Когда Майкл начал читать то, что находилось в конверте, все мысли о нарушении правил подачи ходатайства улетучились у него из головы. Закончив, он обнаружил, что у него так вспотели ладони, что бумага, которую он держал в руках, намокла. В первый момент Майкл собрался вернуть листки в конверт и забыть о том, что их видел. Но, словно став свидетелем преступления, совершенного у него на глазах, он чувствовал, что должен что-то сделать.

— Эй, Майкл, только что звонили от Мёрфи, требовали тебя, — сказал клерк, а когда тот не ответил, повторил: — Майкл? Тебя ищет судья Мёрфи.

Он кивнул наконец, сумев сосредоточиться на чем-то, кроме листков, которые только что прочитал. Когда клерк вернулся к работе, Майкл убрал листки обратно в конверт и заколебался, не в силах решить, что делать дальше. Вся его карьера юриста, да и сама жизнь могли решиться в следующее мгновение. Наконец, как будто его руки действовали независимо от головы, он положил конверт в портфель. Поступив так до того, как прошение официально зарегистрировано в суде, он совершил, среди прочего, кражу федеральной собственности, что являлось тяжким преступлением.

Когда Майкл выскочил из почтовой комнаты, он буквально лоб в лоб столкнулся с Сарой Эванс. Она сначала улыбнулась, но, увидев его лицо, сразу стала серьезной.

— Майкл, что случилось?

— Ничего, все в порядке.

Она схватила его за руку.

— Ты совсем не в порядке. Тебя трясет, и лицо у тебя белое как полотно.

— Мне кажется, я заболеваю.

— В таком случае тебе нужно пойти домой.

— Я возьму у медсестры аспирин, и все будет отлично.

— Ты уверен?

— Сара, мне вправду нужно идти.

Он быстро зашагал прочь, а девушка осталась стоять, с беспокойством глядя ему вслед.

Остаток дня тянулся для Майкла со скоростью улитки; он вдруг обнаружил, что постоянно поглядывает на свой портфель и думает о том, что там лежит. Поздно вечером, закончив все дела в суде, Фиске, яростно крутя педали велосипеда, домчался до своего дома на Капитолийском холме, запер за собой дверь и снова достал конверт. Затем вытащил из портфеля желтый рабочий блокнот и отнес все на маленький обеденный стол.

Через час он откинулся на спинку стула, глядя на многочисленные заметки, которые сделал. Потом открыл ноутбук и перенес их на жесткий диск, по давно выработанной привычке меняя, подправляя и снова обдумывая детали. Он решил начать работу над этой задачей, как над любой другой. Прежде всего тщательно проверить информацию, содержащуюся в прошении. И, что важнее всего, убедиться, что имена, названные в нем, действительно принадлежат тем людям, о которых он подумал.
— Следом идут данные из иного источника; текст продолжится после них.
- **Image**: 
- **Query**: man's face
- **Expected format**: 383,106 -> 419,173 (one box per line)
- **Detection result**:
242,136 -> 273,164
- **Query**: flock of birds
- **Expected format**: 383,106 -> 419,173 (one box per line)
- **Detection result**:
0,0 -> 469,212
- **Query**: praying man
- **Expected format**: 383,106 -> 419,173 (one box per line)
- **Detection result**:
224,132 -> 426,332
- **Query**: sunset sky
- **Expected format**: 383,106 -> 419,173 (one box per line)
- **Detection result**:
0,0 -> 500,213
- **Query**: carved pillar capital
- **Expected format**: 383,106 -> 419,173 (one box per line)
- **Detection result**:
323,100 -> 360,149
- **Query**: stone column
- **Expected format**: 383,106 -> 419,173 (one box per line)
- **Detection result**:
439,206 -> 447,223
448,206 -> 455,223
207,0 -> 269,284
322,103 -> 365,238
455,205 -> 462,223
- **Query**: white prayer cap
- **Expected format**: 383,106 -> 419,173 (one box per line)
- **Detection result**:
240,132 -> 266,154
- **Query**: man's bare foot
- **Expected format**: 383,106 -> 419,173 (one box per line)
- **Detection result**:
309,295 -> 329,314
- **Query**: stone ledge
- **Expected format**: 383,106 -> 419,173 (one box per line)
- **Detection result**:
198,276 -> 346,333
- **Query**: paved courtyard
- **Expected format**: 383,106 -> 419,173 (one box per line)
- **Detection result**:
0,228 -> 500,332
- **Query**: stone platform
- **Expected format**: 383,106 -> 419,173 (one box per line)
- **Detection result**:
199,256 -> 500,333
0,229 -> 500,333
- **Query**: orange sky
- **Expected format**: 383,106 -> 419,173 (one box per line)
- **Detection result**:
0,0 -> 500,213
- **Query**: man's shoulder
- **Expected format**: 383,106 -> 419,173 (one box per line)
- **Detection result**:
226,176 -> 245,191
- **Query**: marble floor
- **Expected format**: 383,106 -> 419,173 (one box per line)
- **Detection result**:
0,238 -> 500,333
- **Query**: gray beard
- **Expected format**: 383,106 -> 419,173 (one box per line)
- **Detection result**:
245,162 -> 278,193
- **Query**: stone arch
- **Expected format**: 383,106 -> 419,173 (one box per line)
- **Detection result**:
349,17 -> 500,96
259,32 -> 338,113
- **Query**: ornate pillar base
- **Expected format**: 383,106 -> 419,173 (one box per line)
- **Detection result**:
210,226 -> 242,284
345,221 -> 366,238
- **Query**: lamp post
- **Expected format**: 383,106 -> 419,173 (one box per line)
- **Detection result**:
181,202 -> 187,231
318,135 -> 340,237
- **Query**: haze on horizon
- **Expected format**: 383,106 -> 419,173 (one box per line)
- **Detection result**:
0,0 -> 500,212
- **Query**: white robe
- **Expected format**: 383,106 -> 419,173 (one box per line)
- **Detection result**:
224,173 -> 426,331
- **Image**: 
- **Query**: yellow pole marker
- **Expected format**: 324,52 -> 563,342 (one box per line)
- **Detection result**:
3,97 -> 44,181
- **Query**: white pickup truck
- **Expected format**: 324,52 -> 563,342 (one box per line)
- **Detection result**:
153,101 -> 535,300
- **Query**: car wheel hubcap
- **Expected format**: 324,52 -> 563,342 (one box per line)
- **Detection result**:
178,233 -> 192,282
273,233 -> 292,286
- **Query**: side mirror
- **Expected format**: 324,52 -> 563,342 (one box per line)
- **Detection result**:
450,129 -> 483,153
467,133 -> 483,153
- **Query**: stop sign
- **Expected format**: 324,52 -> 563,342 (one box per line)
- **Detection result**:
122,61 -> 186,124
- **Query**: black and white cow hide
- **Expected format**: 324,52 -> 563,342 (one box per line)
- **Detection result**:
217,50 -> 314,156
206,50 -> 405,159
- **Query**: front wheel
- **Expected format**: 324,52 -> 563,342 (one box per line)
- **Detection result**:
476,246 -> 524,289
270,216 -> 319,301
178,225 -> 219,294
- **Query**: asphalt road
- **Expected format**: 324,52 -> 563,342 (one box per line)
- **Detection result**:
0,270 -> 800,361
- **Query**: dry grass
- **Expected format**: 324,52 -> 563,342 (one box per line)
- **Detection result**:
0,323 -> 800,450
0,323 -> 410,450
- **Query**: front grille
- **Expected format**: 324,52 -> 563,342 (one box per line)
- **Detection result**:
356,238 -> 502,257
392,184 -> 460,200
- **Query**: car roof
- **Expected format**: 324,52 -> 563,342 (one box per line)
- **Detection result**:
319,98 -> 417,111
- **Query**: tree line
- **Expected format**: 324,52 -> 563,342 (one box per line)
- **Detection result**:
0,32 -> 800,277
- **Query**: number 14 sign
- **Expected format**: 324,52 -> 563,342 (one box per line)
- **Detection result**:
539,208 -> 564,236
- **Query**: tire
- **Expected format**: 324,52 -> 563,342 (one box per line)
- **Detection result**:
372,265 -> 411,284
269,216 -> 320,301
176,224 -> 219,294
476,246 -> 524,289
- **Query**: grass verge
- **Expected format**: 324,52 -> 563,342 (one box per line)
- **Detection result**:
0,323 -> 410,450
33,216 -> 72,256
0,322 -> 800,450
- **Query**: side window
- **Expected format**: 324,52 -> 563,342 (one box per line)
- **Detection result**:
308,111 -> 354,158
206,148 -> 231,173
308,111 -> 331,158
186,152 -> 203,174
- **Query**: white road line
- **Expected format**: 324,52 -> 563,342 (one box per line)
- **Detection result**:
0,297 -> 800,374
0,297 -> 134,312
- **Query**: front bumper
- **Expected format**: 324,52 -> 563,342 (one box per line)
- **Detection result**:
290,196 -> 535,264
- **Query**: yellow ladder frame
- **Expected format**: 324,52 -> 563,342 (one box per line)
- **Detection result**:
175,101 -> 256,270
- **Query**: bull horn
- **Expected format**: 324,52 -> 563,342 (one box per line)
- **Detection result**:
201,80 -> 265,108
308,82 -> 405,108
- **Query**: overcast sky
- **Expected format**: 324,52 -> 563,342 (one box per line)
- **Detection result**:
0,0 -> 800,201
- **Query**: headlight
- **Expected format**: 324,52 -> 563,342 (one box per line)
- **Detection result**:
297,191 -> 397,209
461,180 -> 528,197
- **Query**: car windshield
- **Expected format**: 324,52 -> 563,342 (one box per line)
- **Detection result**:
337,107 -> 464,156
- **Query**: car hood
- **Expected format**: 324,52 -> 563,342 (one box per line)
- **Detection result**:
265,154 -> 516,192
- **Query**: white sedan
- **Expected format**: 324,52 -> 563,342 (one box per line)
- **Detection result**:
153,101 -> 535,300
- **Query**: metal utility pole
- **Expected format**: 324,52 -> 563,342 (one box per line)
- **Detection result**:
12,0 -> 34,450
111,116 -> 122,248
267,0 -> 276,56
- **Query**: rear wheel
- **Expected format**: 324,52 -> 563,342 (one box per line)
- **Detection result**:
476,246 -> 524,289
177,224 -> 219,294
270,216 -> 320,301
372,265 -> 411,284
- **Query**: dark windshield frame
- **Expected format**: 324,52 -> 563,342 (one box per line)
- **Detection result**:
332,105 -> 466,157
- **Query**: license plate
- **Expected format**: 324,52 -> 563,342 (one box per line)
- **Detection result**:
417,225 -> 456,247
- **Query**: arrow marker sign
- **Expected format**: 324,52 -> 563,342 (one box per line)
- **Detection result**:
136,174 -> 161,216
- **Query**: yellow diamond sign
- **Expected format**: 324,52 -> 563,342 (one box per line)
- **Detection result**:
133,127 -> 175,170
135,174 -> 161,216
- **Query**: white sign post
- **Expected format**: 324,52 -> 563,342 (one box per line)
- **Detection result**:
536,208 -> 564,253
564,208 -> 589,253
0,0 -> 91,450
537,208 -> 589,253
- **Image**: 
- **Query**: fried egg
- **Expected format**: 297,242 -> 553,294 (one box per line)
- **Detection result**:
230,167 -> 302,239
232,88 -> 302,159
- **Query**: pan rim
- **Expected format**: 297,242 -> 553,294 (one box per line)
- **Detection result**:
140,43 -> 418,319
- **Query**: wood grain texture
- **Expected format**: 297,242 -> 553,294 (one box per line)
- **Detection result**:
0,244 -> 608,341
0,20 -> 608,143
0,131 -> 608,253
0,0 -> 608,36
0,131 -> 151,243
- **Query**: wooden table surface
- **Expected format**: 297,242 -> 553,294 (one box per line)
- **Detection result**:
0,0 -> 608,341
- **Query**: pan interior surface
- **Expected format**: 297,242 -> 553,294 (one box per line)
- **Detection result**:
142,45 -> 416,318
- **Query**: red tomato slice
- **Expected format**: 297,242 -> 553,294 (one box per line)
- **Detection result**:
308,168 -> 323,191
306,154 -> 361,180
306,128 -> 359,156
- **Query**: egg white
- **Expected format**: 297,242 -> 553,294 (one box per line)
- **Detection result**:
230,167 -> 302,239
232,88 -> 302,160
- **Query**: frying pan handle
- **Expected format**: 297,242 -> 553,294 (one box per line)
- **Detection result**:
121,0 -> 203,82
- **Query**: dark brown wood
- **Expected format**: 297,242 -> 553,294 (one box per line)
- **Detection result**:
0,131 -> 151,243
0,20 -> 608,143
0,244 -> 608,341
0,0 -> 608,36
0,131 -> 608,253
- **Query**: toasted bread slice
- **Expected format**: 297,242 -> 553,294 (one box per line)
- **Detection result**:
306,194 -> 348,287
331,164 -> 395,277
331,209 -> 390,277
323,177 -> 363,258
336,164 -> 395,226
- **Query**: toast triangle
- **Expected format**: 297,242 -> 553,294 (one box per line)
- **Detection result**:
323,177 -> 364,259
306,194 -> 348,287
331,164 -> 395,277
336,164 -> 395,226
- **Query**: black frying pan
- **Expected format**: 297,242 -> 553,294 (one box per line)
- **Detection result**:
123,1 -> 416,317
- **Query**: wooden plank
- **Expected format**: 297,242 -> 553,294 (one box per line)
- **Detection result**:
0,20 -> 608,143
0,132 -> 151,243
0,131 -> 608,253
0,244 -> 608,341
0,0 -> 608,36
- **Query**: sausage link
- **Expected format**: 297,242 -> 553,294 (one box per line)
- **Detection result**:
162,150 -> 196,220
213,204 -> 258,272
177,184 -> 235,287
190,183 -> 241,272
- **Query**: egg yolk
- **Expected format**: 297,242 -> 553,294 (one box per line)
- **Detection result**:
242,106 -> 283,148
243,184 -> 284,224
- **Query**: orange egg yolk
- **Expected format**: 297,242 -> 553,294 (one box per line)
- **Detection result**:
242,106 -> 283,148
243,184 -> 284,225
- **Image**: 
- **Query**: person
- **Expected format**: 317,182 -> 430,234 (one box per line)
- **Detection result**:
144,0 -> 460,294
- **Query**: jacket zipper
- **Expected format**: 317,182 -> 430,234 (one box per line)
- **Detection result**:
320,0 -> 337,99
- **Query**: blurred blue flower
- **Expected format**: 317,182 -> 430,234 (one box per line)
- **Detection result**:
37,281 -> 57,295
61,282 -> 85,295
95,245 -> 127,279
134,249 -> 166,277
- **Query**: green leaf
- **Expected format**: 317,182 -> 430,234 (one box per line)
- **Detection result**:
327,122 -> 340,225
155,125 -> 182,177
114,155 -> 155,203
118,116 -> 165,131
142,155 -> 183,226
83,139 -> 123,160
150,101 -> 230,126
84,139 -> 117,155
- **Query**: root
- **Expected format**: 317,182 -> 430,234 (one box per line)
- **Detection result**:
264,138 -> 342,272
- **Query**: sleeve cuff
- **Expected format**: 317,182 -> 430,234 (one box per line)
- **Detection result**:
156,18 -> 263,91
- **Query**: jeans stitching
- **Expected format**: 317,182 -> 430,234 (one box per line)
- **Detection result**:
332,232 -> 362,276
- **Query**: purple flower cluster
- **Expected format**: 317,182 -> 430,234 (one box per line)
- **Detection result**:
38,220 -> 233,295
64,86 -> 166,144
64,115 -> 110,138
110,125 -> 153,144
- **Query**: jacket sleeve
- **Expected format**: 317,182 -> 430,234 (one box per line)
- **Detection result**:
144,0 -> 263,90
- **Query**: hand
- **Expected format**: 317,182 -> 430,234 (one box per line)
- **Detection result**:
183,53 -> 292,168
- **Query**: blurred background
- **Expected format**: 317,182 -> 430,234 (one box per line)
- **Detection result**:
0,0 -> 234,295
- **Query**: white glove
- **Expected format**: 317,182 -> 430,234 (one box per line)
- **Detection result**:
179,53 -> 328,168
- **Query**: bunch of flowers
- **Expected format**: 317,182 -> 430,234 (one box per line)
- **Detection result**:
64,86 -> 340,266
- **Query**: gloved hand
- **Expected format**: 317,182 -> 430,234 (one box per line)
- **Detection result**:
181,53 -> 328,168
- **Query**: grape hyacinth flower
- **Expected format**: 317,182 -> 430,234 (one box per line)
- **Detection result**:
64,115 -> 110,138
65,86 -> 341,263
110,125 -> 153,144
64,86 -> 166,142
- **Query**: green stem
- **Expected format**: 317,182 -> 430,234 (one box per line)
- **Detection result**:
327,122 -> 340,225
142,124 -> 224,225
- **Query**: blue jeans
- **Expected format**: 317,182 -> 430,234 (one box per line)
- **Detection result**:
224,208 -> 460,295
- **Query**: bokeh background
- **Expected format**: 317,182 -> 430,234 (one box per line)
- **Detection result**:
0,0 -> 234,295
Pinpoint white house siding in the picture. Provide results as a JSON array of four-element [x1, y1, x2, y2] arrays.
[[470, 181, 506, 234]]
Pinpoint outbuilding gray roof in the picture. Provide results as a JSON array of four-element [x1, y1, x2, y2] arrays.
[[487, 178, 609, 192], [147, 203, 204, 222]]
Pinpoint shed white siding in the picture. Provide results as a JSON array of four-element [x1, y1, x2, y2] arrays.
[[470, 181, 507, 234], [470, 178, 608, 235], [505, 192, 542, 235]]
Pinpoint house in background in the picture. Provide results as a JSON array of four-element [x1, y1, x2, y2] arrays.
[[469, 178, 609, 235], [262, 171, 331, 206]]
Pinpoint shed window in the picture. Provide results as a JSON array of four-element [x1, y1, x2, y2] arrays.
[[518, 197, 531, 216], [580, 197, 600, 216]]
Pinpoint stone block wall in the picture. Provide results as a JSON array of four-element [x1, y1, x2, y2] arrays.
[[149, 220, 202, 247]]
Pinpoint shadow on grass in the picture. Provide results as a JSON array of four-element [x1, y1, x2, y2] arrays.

Если окажется, что все так и есть, он вернет ходатайство в почтовую комнату. Если же выяснится, что это вранье, родившееся в нездоровом мозгу, или какой-то заключенный решил задурить суд, — просто уничтожит листки.

Майкл выглянул в окно на другую сторону улицы, где, прижимаясь друг к другу, стояли одноквартирные дома вроде того, в котором жил он. Здесь селились молодые адепты правительства: одни из них были еще на работе, другие метались в своих кроватях под гнетом незавершенных дел государственного значения, и так будет продолжаться до пяти утра, пока не придет время вставать. Темноту за окном разгонял лишь свет фонаря на углу. Ветер задул сильнее, и в преддверии подступающей непогоды стало холоднее. Бойлер в старом здании еще не работал, и Майкл вдруг почувствовал, что замерз, стоя около окна. Он взял из шкафа толстовку, надел ее и снова стал смотреть на улицу.

Фиске никогда не слышал про Руфуса Хармса. Судя по дате в письме, тот попал в тюрьму, когда Майклу едва исполнилось пять лет. Правописание и форма букв были настоящим кошмаром, слова написаны криво, точно первые попытки ребенка, взявшего в руки ручку. На листке, напечатанном на машинке, сообщались кое-какие детали дела. Над ним явно поработал гораздо более образованный человек, возможно, адвокат. Язык имел некоторый юридический налет, как будто человек, который составлял письмо, хотел остаться инкогнито — в профессиональном и личном смысле.